BL:=Bifurcation( [x], [exp(x^2*(r-x))], [1.0], -3, 3, xmin=0.0, xmax=7.5 ):
ColouringProcedures:-HueToRGB( BL ):
Embed( BL );

B:=Bifurcation( [x], [exp(x^2*(r-x))], [1.0], 1.4, 1.7, xmin=0.2, xmax=2.1 ):
ColouringProcedures:-HueToRGB( B ):
Embed( B );

@Preben Alsholm I think that it is a (regression) bug. The whole expression does not match the given type(s), and so the transformer should not be applied to it.

Compare also with indets.

These three operators might not be especially interesting, but,

evalb( 4::integer );
                              true

evalb( `::`(4,integer) );  # see `type`
                              true

3 ** 4;
                               81

`**`(3,4);  # see `^`
                               81

a || b;
                               ab

`||`(a,b); # may evaluate like `cat`, but expects exactly 2 arguments
                               ab

While discussing prefix operators `if` might also deserve mention since, while it's a keyword rather than an infix operator, it's pretty useful. See the ?if help page. (BTW, does anyone write `ifelse` in code, in practice...?)

@Mac Dude Here's a screenshot. An important point is not that a nicer rendering can come from implicitplot or some other plotting command but rather that increasing the numpoints in the very common `plot` command ought not degrade quality so easily.

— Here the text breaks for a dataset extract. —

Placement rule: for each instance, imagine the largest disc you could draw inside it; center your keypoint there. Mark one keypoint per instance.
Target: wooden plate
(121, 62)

This is 64bit Maple 2016 on Windows 7 Pro.

@Axel Vogt Yes, you could convert from RealRange to relation, solve, and then (optionally) convert back.

This should probably be more robust about failing cases, multiple solutions, etc. I didn't write this carefully. It's just to convey the idea.

U:=proc(A::RealRange,B::RealRange,x::numeric) local r,t;
  r:=solve({convert(t::A,:-relation),convert(t::map(y->x+y,B),:-relation)},{t});
  `if`(r=NULL,NULL,op(2,convert(And(op(r)),RealRange)));
end proc:

U( RealRange(0, 2), RealRange(-3, -1), 1.001 );
                                               RealRange(0., 0.001000000000)

U( RealRange(0, 2), RealRange(-3, -1), 0.999 );

This can also be easily turned into something that accepts multiple RealRange arguments (one of which could be shifted by that `x` argument instead, etc). The only real point is that `solve` can do it.